Search code examples
azure-data-factory

How to modify subcolumn names in a nested array in Azure Data Factory


In Azure Data Factory, I tried to modify a JSON source's attribute names, where those attributes(subcolumns) are in a nested array.

Source JSON:

[
    {
        "brand": "Toyota",
        "models": [
            { "name": "Corolla", "year": 2020 },
            { "name": "Yaris", "year": 2021}
        ]
    },
    {
        "brand": "BMW",
        "models": [
            { "name": "X5", "year": 2020 },
            { "name": "X6", "year": 2023 }
        ]
    }
]

Expected result:

[
    {
        "carBrand": "Toyota",
        "models": [
            { "modelName": "Corolla", "marketingYear": 2020 },
            { "modelName": "Yaris", "marketingYear": 2021 }
        ]
    },
    {
        "carBrand": "BMW",
        "models": [
            { "modelName": "X5", "marketingYear": 2020 },
            { "modelName": "X6", "marketingYear": 2023 }
        ]
    }
]

From pipeline / dataflow, I used Derived Columns: models = @(modelName=models.name, marketingYear=models.year)

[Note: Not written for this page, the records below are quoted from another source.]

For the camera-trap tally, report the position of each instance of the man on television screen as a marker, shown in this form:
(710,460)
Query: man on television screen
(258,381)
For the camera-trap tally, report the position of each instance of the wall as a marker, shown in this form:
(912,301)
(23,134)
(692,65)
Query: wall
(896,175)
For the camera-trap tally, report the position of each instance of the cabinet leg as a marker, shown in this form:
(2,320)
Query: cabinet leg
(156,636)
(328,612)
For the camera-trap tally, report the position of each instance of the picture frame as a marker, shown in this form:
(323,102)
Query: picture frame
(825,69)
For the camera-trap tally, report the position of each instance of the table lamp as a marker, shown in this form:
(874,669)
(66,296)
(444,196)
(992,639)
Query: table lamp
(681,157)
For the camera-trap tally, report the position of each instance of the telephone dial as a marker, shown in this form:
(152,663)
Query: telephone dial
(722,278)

It did create 'modelName' and 'marketingYear', whereas both became array format and collected all items result into one which is not what I need.

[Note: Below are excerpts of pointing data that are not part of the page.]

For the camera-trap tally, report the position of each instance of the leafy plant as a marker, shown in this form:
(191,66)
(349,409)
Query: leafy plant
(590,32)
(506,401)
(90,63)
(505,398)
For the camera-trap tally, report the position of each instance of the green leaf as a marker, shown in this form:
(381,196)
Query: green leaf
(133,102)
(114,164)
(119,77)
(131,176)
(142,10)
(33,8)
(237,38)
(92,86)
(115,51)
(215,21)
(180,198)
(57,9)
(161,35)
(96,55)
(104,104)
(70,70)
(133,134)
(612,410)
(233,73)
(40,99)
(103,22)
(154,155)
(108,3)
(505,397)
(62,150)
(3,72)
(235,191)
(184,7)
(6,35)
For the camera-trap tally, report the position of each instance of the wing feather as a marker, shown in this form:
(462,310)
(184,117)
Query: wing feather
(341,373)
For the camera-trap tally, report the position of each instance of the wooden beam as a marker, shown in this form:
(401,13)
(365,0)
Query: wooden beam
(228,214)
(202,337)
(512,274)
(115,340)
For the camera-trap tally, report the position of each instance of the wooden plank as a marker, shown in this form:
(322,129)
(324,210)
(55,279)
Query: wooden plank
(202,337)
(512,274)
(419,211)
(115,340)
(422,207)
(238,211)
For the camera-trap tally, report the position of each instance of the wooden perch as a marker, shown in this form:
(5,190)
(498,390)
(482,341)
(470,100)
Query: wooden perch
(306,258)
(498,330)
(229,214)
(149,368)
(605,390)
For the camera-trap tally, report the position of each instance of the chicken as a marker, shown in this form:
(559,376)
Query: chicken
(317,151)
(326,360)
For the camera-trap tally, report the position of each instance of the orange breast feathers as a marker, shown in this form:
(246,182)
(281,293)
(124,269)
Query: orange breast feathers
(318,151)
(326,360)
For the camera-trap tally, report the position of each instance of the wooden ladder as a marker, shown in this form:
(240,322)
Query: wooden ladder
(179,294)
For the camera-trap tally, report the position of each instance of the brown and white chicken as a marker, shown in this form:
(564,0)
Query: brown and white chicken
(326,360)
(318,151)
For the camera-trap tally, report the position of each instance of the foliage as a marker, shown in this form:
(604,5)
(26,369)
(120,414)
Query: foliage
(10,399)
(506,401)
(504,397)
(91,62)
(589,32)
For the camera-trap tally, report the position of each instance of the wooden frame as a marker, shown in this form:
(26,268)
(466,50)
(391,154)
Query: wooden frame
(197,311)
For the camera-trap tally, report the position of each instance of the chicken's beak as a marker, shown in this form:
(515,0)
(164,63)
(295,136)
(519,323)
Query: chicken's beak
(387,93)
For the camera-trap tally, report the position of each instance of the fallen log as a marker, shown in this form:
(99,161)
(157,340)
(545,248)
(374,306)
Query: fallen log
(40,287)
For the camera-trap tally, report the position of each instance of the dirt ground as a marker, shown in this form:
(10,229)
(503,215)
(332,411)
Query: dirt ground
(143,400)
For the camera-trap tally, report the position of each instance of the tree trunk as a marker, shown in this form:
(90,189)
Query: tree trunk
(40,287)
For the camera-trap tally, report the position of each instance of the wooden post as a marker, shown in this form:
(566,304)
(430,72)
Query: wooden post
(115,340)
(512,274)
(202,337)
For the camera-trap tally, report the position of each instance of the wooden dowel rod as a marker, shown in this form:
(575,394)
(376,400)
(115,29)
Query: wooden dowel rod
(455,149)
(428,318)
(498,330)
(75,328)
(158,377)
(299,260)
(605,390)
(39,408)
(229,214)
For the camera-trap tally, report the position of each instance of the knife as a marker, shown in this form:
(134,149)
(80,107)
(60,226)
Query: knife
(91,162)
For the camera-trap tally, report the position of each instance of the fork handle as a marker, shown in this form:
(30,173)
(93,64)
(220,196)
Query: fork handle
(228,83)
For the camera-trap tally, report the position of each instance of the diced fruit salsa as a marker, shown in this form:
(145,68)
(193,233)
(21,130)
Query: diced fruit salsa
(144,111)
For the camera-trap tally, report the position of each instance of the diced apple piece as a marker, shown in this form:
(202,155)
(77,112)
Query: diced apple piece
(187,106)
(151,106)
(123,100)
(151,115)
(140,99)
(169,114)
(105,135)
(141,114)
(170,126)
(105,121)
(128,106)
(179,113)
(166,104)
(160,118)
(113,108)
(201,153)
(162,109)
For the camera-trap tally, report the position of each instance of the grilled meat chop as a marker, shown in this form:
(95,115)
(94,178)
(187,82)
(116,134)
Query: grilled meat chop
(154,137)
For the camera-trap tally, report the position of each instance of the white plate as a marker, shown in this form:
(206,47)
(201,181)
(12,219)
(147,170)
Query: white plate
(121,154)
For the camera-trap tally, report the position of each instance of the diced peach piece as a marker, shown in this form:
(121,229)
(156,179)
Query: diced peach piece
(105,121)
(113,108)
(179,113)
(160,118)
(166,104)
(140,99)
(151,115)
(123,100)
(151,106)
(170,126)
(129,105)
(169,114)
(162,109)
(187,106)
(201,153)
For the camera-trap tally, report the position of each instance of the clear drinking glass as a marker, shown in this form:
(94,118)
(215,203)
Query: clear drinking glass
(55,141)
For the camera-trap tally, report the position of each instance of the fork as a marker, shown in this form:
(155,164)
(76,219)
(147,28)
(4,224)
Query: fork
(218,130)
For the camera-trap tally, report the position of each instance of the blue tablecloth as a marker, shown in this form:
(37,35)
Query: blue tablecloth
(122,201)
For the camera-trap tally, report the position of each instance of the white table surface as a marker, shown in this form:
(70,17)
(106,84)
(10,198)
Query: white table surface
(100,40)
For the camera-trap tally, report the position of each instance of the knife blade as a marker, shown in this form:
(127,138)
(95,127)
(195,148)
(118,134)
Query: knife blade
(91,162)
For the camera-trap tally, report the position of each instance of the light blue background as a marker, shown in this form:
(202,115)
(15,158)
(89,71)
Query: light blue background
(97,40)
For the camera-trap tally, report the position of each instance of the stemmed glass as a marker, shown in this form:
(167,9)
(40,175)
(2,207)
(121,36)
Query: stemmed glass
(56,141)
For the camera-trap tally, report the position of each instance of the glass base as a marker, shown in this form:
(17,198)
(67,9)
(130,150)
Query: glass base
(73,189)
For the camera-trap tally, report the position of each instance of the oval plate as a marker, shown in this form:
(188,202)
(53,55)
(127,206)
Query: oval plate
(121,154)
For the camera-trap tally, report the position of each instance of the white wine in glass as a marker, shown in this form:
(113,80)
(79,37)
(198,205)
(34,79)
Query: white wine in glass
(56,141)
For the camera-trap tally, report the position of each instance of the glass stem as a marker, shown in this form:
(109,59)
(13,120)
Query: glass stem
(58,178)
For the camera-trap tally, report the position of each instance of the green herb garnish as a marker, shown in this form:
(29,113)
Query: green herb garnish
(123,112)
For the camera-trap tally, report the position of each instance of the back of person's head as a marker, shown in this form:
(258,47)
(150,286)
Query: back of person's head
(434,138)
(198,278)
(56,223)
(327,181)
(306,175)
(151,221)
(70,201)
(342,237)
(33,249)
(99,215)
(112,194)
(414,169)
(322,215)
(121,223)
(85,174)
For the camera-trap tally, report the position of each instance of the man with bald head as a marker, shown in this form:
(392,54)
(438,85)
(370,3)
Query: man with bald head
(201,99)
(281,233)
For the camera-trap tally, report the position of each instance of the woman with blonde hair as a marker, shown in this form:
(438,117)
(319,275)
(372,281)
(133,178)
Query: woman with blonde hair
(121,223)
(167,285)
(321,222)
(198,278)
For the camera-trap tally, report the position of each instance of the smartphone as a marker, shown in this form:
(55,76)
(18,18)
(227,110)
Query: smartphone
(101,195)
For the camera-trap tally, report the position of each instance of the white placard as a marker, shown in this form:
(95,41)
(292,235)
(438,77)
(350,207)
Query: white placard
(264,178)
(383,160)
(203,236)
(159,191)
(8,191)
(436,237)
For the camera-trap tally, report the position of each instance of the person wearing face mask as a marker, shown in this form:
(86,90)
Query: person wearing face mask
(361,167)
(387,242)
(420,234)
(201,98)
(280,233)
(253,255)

{"brand":"Toyota","models":{"modelName":["Corolla","Yaris"],"marketingYear":[2020,2021]}}
{"brand":"BMW","models":{"modelName":["X5","X6"],"marketingYear":[2020,2023]}}

Do you have any suggestion? Thanks!


Solution

    • In order to rename the columns in the complex array data, you can flatten the data and rename and then aggregate the data. Below is the approach

    • Take the flatten activity and Unroll by models[] value. While mapping the input and output columns , rename the column as required. Check the below screenshot.

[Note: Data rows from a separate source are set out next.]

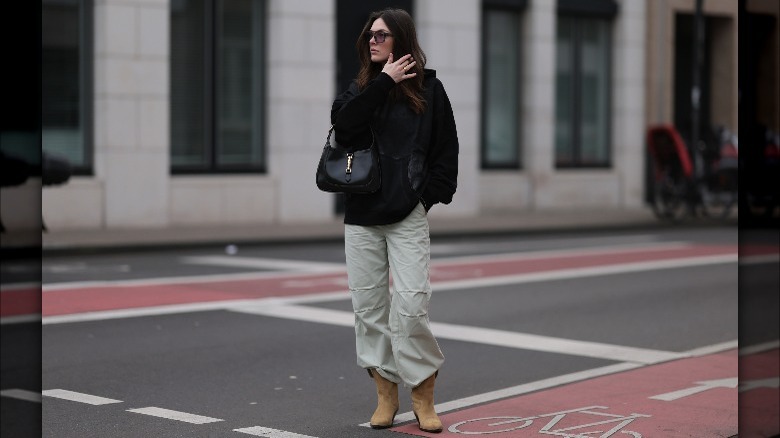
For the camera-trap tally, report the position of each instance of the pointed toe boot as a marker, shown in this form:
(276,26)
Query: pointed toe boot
(387,402)
(422,405)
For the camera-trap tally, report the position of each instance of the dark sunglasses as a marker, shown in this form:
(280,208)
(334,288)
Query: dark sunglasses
(378,36)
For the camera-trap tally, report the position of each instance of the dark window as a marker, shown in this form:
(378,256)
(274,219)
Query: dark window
(217,86)
(66,81)
(582,91)
(500,146)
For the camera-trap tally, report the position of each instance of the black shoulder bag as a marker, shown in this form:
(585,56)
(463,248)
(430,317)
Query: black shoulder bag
(340,171)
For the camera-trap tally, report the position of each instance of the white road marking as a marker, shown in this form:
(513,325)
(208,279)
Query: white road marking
(161,281)
(79,397)
(263,263)
(521,389)
(174,415)
(484,336)
(270,433)
(544,384)
(702,386)
(21,394)
(7,287)
(476,283)
(759,259)
(454,261)
(454,248)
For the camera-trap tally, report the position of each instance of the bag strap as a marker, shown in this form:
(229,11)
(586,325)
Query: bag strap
(330,132)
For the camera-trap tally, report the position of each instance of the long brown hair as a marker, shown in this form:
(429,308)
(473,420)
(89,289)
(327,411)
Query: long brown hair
(401,25)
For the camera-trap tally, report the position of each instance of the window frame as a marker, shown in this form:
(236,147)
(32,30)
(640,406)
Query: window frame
(86,90)
(516,8)
(212,33)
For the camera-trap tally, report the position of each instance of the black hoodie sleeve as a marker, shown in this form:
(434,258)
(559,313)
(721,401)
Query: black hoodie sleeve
(352,110)
(443,152)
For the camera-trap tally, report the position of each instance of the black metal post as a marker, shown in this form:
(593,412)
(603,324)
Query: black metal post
(698,47)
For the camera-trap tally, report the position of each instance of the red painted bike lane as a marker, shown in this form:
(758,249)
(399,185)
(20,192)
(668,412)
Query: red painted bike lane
(695,397)
(73,300)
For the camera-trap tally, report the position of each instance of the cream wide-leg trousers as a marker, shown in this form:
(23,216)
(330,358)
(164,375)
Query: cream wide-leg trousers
(393,333)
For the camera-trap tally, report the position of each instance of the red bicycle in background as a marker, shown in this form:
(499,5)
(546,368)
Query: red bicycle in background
(692,182)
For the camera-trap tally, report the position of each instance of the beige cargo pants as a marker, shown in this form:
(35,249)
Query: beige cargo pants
(393,333)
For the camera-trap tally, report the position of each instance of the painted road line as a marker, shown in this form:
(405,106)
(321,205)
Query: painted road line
(79,397)
(174,415)
(620,402)
(468,248)
(569,252)
(96,299)
(162,281)
(566,274)
(676,249)
(21,394)
(759,392)
(270,433)
(263,263)
(539,385)
(479,335)
(518,390)
(195,303)
(700,386)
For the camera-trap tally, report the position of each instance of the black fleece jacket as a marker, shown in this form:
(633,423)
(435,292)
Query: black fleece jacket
(418,152)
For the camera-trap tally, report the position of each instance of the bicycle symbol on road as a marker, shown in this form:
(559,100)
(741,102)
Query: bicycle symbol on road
(489,425)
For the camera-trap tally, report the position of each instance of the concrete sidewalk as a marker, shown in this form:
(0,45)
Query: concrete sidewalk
(77,240)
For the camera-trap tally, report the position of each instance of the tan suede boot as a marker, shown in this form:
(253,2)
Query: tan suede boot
(387,402)
(422,405)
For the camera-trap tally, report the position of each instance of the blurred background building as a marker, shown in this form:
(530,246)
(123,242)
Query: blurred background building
(214,112)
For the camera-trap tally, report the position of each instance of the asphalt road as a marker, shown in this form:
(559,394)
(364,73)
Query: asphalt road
(257,341)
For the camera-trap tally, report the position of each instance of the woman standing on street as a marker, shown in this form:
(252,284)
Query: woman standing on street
(406,109)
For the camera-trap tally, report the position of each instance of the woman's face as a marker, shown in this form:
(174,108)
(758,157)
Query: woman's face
(380,51)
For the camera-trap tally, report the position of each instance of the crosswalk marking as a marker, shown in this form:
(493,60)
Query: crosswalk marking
(263,263)
(174,415)
(478,335)
(79,397)
(270,433)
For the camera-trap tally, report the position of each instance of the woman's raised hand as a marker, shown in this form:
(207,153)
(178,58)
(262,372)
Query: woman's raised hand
(398,69)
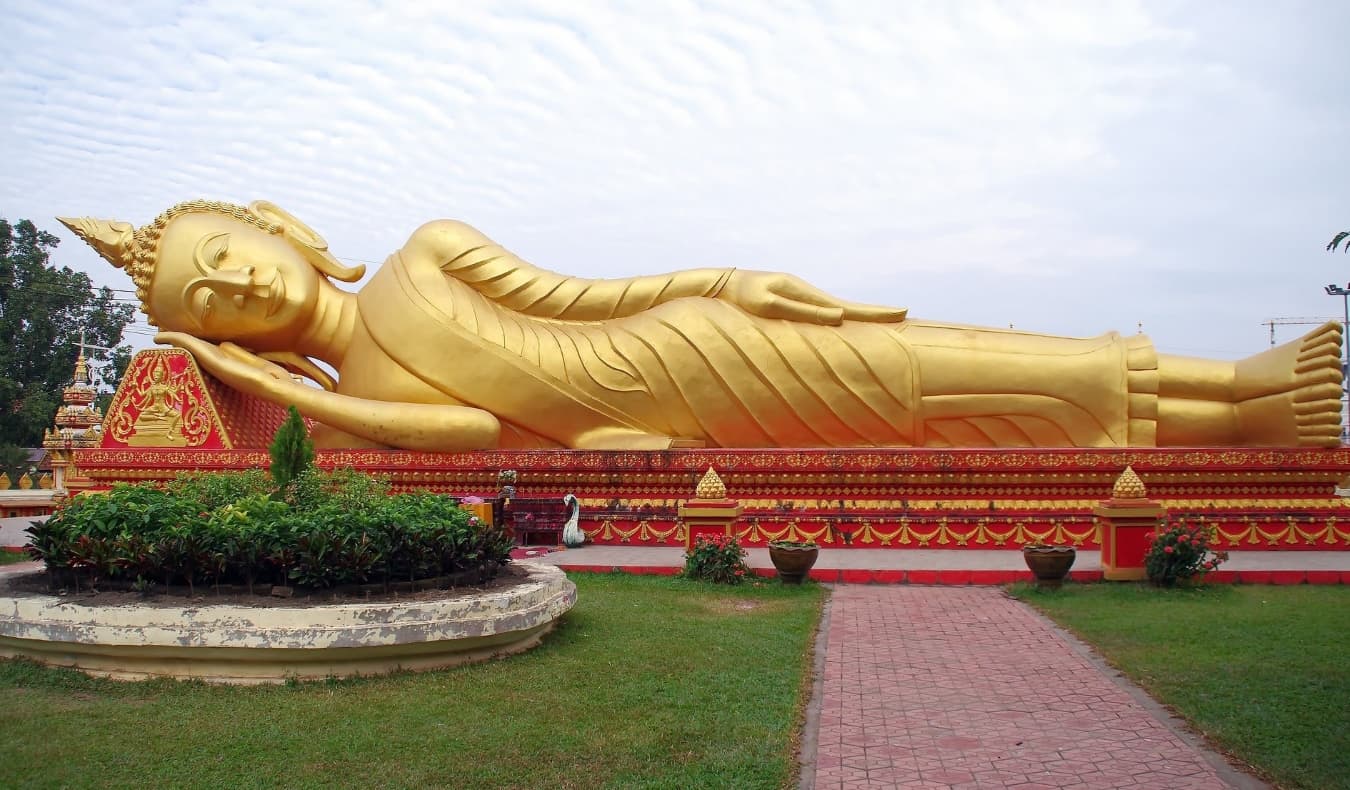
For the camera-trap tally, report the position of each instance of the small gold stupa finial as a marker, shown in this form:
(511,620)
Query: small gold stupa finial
(710,486)
(1127,486)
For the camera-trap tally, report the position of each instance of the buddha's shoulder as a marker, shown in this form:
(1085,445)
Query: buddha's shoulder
(439,238)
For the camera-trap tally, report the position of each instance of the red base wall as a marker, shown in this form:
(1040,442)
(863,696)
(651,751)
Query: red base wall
(894,498)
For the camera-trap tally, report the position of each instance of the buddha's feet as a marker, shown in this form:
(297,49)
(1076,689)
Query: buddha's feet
(1291,395)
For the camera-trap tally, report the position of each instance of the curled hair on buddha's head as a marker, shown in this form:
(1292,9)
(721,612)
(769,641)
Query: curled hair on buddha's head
(137,250)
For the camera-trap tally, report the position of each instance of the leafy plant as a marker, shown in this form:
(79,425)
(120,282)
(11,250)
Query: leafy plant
(292,451)
(717,559)
(1180,551)
(224,528)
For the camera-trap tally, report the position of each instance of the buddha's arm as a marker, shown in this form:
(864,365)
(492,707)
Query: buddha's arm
(469,255)
(429,427)
(473,258)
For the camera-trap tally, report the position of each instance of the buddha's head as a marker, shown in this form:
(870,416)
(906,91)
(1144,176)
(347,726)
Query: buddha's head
(222,272)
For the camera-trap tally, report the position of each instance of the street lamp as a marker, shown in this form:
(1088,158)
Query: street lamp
(1345,339)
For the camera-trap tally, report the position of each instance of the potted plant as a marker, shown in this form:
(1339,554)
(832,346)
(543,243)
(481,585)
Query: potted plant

    enter image description here

    • Then take the Aggregate transformation to aggregate the data back to original Json form.
    group by: carBrand
    Aggregates: model=collect(@(modelName=modelName, marketingYear=marketingYear))
    

    enter image description here

    Output

    {"carBrand":"BMW","models":[{"modelName":"X5","marketingYear":2020},{"modelName":"X6","marketingYear":2023}]}
    {"carBrand":"Toyota","models":[{"modelName":"Corolla","marketingYear":2020},{"modelName":"Yaris","marketingYear":2021}]}